Plan de relance européen : un accord historique

À l’issue d’un sommet extraordinaire, les 27 États membres sont parvenus à trouver un accord pour organiser une relance économique européenne pour faire face à la crise sanitaire.

Ces accords, d’une ampleur inédite, sont la preuve d’une solidarité entre les États membres et marqueront indéniablement l’histoire de la construction européenne. 🇪🇺

Ces accords constituent un effort de solidarité européen sans précédent. 

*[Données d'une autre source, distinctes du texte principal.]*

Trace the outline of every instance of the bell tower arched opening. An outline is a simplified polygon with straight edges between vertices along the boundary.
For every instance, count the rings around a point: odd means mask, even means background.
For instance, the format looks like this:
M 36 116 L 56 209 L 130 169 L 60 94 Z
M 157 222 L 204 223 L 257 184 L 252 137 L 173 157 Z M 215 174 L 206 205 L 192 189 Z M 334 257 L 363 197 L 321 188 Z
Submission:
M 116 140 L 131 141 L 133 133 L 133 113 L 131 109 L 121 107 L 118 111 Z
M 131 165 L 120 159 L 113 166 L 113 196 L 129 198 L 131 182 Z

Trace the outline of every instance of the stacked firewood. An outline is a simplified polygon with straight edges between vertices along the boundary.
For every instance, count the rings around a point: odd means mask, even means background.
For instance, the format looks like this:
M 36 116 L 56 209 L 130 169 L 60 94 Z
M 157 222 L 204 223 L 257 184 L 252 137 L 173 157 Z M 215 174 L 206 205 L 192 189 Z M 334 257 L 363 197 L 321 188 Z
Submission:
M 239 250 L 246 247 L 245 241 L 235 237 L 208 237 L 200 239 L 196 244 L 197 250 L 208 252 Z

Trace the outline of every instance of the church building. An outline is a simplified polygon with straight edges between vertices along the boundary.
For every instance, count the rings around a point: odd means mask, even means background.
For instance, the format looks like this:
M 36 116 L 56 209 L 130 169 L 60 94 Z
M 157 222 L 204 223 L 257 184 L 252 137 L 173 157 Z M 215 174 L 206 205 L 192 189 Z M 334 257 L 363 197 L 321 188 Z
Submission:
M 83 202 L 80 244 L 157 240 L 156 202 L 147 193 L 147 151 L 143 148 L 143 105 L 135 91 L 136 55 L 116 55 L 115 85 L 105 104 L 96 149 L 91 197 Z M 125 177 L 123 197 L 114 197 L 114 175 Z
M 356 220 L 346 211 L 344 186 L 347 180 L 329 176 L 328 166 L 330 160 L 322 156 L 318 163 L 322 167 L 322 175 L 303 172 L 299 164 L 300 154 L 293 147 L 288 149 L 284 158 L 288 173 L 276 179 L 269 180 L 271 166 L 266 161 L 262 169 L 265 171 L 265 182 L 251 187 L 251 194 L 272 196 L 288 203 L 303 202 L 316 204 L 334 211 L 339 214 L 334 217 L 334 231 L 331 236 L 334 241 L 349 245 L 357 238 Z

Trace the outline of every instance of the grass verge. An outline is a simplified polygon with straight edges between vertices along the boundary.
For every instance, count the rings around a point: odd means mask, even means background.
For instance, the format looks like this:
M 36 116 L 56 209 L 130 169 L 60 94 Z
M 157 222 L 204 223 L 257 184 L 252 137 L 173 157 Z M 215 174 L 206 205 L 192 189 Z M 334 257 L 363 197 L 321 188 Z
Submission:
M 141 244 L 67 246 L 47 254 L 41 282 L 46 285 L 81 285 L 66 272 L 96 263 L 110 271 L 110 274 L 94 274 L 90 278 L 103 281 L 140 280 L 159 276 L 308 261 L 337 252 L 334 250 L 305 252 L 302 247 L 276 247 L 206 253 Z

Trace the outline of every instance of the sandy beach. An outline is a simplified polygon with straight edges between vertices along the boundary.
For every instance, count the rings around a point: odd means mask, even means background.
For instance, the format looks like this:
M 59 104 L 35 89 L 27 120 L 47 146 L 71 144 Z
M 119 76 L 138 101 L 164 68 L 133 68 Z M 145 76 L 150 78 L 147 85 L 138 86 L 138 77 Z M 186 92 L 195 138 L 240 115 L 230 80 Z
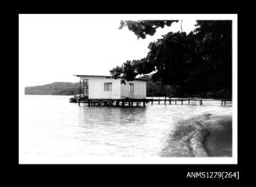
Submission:
M 207 112 L 178 122 L 163 157 L 232 157 L 232 111 Z

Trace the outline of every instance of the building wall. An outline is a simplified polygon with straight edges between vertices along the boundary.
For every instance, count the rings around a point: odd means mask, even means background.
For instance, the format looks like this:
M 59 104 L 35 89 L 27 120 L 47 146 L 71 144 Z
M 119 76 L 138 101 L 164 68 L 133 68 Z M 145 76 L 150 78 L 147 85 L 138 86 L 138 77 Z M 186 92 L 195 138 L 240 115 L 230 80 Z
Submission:
M 81 79 L 88 79 L 89 99 L 120 99 L 120 79 L 105 77 L 83 76 Z M 112 90 L 104 91 L 104 83 L 112 83 Z
M 121 85 L 121 98 L 129 97 L 135 99 L 143 99 L 146 97 L 146 82 L 141 80 L 134 80 L 125 82 L 126 84 Z M 134 83 L 134 92 L 131 92 L 129 83 Z

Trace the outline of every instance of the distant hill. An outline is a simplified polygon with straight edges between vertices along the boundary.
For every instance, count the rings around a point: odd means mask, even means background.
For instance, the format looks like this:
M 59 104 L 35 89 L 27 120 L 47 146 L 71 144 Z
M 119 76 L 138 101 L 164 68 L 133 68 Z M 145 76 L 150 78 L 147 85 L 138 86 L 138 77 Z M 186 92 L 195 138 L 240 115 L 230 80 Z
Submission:
M 79 94 L 79 83 L 56 82 L 25 87 L 26 95 L 74 95 Z
M 150 76 L 143 76 L 139 77 L 144 79 L 150 79 Z M 164 96 L 165 93 L 171 93 L 169 86 L 162 86 L 160 81 L 146 82 L 146 95 L 147 97 Z M 41 86 L 27 86 L 25 87 L 26 95 L 74 95 L 79 94 L 79 82 L 55 82 L 50 84 Z

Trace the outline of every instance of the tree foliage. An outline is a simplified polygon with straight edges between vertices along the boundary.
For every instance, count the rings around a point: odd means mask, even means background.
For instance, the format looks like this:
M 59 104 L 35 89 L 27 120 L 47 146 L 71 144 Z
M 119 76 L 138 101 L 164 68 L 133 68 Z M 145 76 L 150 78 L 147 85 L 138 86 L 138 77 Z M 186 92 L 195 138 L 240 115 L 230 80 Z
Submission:
M 121 28 L 127 25 L 138 37 L 145 38 L 144 35 L 155 33 L 147 25 L 157 28 L 175 21 L 126 21 L 121 23 Z M 110 73 L 129 81 L 154 72 L 153 81 L 175 87 L 180 96 L 200 94 L 206 97 L 209 92 L 222 90 L 222 97 L 231 97 L 232 22 L 204 20 L 197 25 L 189 34 L 170 32 L 150 43 L 150 51 L 145 58 L 127 61 Z

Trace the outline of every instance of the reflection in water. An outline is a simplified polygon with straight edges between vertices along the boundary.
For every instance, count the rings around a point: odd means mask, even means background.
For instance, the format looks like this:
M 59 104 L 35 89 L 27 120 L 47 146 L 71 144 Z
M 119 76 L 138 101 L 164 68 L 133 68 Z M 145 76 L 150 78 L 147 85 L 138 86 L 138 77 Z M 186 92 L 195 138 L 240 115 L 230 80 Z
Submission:
M 222 108 L 147 104 L 88 107 L 66 96 L 27 96 L 20 124 L 23 153 L 41 157 L 160 157 L 177 122 Z

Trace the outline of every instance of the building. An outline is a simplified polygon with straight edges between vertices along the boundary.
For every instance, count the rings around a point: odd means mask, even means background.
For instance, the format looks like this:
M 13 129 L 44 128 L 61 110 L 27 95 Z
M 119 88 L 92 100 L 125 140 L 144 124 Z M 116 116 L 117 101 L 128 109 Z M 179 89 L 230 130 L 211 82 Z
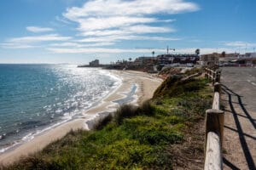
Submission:
M 196 64 L 198 60 L 197 54 L 161 54 L 157 56 L 157 63 L 160 65 Z
M 90 61 L 89 63 L 90 66 L 100 66 L 100 60 L 95 60 L 93 61 Z
M 220 58 L 220 55 L 222 54 L 218 53 L 201 54 L 200 56 L 200 63 L 203 65 L 218 65 L 218 59 Z
M 156 63 L 156 57 L 138 57 L 133 64 L 134 65 L 154 65 Z

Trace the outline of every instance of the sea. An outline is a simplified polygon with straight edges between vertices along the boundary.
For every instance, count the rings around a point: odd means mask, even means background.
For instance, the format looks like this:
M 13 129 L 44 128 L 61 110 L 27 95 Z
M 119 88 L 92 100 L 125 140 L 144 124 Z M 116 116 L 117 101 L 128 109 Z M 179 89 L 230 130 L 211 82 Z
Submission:
M 76 65 L 0 65 L 0 154 L 76 119 L 121 79 Z

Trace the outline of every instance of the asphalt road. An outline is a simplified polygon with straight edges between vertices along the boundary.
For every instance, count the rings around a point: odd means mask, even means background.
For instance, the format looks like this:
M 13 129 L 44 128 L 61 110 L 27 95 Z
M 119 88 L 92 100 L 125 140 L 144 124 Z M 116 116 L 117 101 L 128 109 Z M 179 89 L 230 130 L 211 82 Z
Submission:
M 256 68 L 223 67 L 221 83 L 241 98 L 247 110 L 256 112 Z
M 222 68 L 224 169 L 256 169 L 256 68 Z

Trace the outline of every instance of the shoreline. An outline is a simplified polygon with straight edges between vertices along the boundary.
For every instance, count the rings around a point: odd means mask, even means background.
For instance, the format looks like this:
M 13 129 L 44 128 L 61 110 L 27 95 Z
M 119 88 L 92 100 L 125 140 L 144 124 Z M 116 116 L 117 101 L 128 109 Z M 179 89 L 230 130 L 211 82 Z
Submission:
M 145 72 L 134 71 L 109 71 L 119 76 L 122 82 L 116 89 L 102 99 L 97 105 L 90 108 L 79 118 L 57 126 L 17 148 L 1 154 L 0 163 L 9 164 L 18 160 L 20 156 L 26 156 L 41 150 L 51 142 L 64 137 L 71 130 L 79 128 L 90 130 L 99 119 L 118 109 L 119 105 L 115 101 L 125 99 L 127 96 L 125 94 L 129 94 L 133 86 L 136 86 L 134 94 L 131 94 L 134 99 L 128 103 L 139 105 L 144 100 L 151 99 L 154 90 L 162 82 L 162 79 Z

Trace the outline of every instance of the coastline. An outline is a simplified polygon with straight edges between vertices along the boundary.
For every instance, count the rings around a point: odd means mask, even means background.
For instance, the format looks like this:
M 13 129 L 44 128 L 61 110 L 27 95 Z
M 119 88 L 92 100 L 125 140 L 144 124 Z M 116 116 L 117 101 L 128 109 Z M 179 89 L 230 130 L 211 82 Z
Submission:
M 121 77 L 122 83 L 105 97 L 100 104 L 89 109 L 82 116 L 63 123 L 41 135 L 36 136 L 33 139 L 22 144 L 14 150 L 1 154 L 0 163 L 11 163 L 20 156 L 37 152 L 49 143 L 62 138 L 72 129 L 91 129 L 99 118 L 106 116 L 106 115 L 114 111 L 119 107 L 119 104 L 116 101 L 125 98 L 126 94 L 132 90 L 132 87 L 136 86 L 135 92 L 131 94 L 134 99 L 128 103 L 137 105 L 151 99 L 154 90 L 162 82 L 162 79 L 144 72 L 133 71 L 109 71 Z

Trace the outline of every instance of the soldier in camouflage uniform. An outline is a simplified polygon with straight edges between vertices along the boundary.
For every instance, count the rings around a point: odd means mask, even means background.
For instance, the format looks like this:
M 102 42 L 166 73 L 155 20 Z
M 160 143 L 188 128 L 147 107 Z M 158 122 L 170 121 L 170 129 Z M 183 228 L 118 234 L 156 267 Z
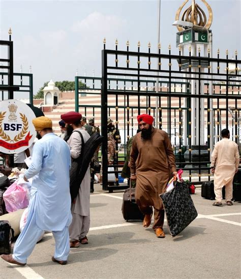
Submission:
M 117 129 L 116 130 L 114 125 L 113 124 L 113 120 L 111 120 L 110 118 L 109 118 L 107 120 L 107 132 L 108 134 L 111 134 L 112 135 L 115 141 L 116 141 L 117 138 L 116 136 L 118 137 L 117 142 L 118 144 L 120 144 L 122 142 L 120 136 L 119 135 L 119 129 Z
M 94 130 L 94 133 L 99 133 L 100 134 L 100 128 L 99 126 L 95 126 L 95 119 L 94 118 L 90 118 L 88 120 L 88 124 L 90 126 L 92 127 L 92 130 Z M 94 154 L 94 164 L 95 173 L 99 173 L 100 172 L 100 161 L 99 160 L 99 151 L 100 150 L 100 147 L 99 146 L 96 150 L 95 154 Z
M 100 134 L 100 128 L 98 126 L 95 126 L 95 119 L 94 118 L 90 118 L 88 120 L 88 125 L 92 126 L 95 129 L 94 133 L 99 133 Z

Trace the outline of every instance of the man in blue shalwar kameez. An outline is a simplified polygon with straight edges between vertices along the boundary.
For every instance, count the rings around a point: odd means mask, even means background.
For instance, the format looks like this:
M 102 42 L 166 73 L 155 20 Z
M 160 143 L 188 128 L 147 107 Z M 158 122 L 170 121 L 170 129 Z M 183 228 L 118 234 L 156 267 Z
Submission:
M 52 260 L 66 264 L 70 251 L 69 226 L 71 223 L 69 170 L 70 148 L 53 133 L 52 121 L 45 117 L 33 120 L 42 138 L 36 142 L 33 162 L 24 180 L 33 177 L 32 194 L 25 226 L 16 242 L 13 254 L 2 255 L 5 261 L 25 265 L 44 230 L 51 231 L 55 241 Z

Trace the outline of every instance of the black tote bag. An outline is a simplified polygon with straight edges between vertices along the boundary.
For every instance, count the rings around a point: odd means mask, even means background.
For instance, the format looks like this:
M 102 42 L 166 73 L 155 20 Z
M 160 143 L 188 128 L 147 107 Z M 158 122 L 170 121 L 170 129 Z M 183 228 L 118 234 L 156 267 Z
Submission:
M 197 216 L 197 212 L 189 194 L 188 185 L 177 181 L 169 192 L 160 195 L 172 236 L 176 236 Z

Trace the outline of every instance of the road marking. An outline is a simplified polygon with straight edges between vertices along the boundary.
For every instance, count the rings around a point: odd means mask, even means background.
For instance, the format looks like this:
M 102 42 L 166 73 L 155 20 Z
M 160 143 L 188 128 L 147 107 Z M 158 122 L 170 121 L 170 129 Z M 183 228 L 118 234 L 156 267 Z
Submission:
M 210 220 L 214 220 L 215 221 L 219 221 L 219 222 L 227 223 L 228 224 L 235 225 L 235 226 L 238 226 L 239 227 L 241 227 L 241 223 L 234 222 L 233 221 L 229 221 L 229 220 L 225 220 L 225 219 L 220 219 L 220 218 L 216 218 L 216 217 L 212 217 L 208 216 L 207 216 L 204 218 L 205 218 L 206 219 L 210 219 Z
M 14 268 L 16 270 L 17 270 L 23 277 L 29 279 L 44 279 L 43 277 L 40 276 L 39 274 L 36 273 L 33 269 L 32 269 L 27 265 L 25 266 L 16 267 L 16 265 L 13 264 L 8 264 L 10 265 L 11 265 L 13 268 Z
M 128 222 L 128 223 L 122 223 L 121 224 L 101 226 L 100 227 L 93 227 L 93 228 L 89 228 L 89 231 L 97 231 L 98 230 L 104 230 L 105 229 L 112 229 L 112 228 L 119 228 L 120 227 L 127 227 L 128 226 L 133 226 L 134 225 L 137 225 L 137 224 Z
M 100 194 L 101 196 L 105 196 L 106 197 L 110 197 L 111 198 L 115 198 L 115 199 L 118 199 L 119 200 L 123 200 L 123 197 L 118 197 L 117 196 L 113 196 L 110 194 Z
M 210 217 L 221 217 L 221 216 L 232 216 L 234 215 L 241 215 L 241 212 L 237 212 L 236 213 L 222 213 L 220 214 L 212 214 L 208 215 L 207 216 L 209 216 Z

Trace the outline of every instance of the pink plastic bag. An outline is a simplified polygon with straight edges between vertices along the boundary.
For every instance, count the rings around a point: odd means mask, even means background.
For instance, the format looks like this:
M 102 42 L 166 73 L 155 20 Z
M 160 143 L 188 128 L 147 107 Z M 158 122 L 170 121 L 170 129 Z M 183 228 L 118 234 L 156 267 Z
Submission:
M 3 197 L 8 212 L 14 212 L 28 205 L 27 189 L 17 185 L 16 181 L 8 188 Z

Faire face à la crise sanitaire

🔷 Pour la première fois dans l’histoire européenne, une dette commune est mise en place. C’est une proposition que notre Président et la Chancelière Allemande Angela Merkel avaient formulée le 18 mai dernier.

🔷 Pour soutenir la relance économique européenne, le plan prévoit un fonds de 750 milliards d’euros, dont 390 milliards d’euros de subventions pour les régions et secteurs les plus touchés par la crise sanitaire et 360 milliards d’euros de prêts. Les capitaux levés sur les marchés financiers seront remboursés d’ici à 2058.

🔷 Pour la France : sur les 100 milliards d’euros de plan de relance national, 40 milliards seront financés par l’Europe.

🔷 Le plan est adossé au budget à long terme de l’Union européenne (2021-2027), doté de1 074 milliards d’euros, soit 154 milliards d’euros par an.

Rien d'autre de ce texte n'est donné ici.